A data warehouse is a central repository that aggregates data from all transactional and other data sources within a firm, to create a historical archive of all of the firm’s data even when transactional systems have hard data retention constraints.
It provides for the following capabilities:
- Aggregates data from disparate data sources into a single DB; hence a single query engine can be used to query, join, transform/transpose and present the data.
- Mitigate the problem of database isolation level lock contention in transactional systems due to running of large analytical queries
- Maintain data history even when source systems do not and provide a temporal view of the data
- Ability to create trend reports comparing yoy (year over year) or qoq (quarter over quarter) performance for senior management
- Improve data quality and drive a consistency in organization information – consistent code/description/ref names/values etc. Allows for flagging and fixing of data
- Provide a single data model for all data regardless of source
- Restructure data so that it makes sense to the business users
- Restructure data to improve query performance
- Add contextual value to operational systems and enterprise apps like CRMs or ERPs.
What is an Operational Data Store (ODS)?
An ODS is a database designed to integrate data from multiple sources. It allows for cleaning, resolving redundancy and integrity checking before additional operations. The data is then passed back to the operational systems and to the DWH for storage and reporting. It is usually designed to contain atomic or low level data such as transactions and prices and also has limited history which is captured real time or near real time. Much greater volume of data is stored in the DWH generally on a less frequent basis.
Why do we add Data/Strategic Marts to most modern data management platforms?
Data marts are fit for purpose access layers that support specific reporting use for individual teams or use cases for e.g. a sales and operations data mart, or a marketing strategy data mart.
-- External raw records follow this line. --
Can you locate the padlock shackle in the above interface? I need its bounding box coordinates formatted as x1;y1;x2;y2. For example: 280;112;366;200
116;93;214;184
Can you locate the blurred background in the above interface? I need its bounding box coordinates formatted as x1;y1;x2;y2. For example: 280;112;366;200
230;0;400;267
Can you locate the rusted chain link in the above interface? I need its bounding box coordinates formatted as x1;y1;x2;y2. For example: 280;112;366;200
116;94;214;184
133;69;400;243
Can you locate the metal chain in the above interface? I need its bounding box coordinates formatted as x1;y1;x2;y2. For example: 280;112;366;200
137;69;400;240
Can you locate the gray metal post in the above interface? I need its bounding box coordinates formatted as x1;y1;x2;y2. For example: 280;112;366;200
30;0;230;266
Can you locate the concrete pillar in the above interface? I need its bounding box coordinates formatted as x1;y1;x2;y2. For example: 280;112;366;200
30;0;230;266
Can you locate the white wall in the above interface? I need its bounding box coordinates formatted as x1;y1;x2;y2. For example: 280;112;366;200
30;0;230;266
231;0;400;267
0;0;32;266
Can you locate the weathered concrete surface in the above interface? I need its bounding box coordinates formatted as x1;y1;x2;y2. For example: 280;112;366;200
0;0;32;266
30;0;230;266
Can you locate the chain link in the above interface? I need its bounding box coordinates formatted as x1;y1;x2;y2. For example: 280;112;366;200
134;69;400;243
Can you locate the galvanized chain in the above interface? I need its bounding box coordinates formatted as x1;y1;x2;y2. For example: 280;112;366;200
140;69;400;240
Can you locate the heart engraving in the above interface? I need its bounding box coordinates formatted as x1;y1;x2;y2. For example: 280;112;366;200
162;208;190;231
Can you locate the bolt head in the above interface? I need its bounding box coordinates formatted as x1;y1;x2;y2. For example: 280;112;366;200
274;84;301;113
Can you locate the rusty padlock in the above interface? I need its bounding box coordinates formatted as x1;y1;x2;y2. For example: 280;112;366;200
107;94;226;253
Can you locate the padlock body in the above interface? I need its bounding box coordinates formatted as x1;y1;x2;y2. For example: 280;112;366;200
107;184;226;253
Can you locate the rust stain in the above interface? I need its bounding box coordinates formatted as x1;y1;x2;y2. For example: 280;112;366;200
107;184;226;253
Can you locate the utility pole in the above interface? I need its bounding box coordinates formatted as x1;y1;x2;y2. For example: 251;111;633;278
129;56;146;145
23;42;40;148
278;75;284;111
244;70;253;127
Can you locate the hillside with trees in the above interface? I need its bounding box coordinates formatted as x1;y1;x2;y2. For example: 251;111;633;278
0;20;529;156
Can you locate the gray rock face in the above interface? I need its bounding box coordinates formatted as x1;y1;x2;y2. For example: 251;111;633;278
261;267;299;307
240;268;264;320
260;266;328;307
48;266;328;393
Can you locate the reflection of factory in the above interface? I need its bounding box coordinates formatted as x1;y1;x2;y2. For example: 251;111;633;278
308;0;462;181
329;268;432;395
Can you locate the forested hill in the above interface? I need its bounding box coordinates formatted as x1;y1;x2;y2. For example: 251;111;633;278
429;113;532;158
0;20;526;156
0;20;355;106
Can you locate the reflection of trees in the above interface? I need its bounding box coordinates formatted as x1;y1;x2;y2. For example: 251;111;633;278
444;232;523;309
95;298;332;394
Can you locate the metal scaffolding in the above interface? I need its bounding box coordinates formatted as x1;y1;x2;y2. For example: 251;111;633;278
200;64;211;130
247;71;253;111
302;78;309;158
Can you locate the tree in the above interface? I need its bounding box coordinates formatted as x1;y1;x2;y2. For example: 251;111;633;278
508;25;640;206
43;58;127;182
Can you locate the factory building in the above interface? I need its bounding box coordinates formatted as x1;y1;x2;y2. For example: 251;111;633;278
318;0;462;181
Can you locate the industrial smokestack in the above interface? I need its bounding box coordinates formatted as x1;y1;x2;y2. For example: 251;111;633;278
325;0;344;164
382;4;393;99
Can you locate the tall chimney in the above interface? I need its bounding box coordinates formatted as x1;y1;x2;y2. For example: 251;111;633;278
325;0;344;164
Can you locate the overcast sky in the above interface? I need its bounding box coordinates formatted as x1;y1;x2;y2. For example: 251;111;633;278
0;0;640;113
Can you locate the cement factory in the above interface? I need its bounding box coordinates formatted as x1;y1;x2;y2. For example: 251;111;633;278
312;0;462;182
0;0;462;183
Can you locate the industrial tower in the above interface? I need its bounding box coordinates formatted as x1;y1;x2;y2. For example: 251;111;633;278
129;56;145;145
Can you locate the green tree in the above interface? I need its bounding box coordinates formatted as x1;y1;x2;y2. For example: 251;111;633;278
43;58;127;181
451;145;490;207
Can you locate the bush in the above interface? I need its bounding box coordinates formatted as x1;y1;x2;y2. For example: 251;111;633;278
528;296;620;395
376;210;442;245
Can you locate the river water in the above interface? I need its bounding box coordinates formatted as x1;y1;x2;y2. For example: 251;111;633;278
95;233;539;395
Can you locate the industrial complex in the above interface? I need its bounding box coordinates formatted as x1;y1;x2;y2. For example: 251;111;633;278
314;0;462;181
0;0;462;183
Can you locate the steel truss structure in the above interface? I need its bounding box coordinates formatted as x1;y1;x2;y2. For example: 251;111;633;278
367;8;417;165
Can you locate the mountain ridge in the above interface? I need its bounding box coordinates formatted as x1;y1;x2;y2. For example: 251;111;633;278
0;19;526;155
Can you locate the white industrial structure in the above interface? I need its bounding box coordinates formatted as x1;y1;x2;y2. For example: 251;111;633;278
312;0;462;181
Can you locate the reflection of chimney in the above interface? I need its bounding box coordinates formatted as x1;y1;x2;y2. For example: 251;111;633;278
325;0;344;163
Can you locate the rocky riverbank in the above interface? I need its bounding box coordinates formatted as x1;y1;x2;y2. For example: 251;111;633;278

Usually a subset of the DWH, and very focused on the elements needed for the purpose it is designed for. The usual reasons to create data marts are –
- Easy access to frequently needed data with contentions
- Creates a collective view for a group of users
- Improves end user response times
- Ease of creation and lower cost than a DWH
- Potential users are well defined than in a full DWH
- Less cluttered as it contains only business essential data
And finally what are Data Lakes and Swamps?
A single store of all the data in the Enterprise in its raw form. It is a method of storing data within a system or repository in its natural format and facilitates the colocation of data in various schemas, structured and unstructured in files or object blobs or data bases. A deteriorated data lake, inaccessible to its intended users and of no value is called a “data swamp”.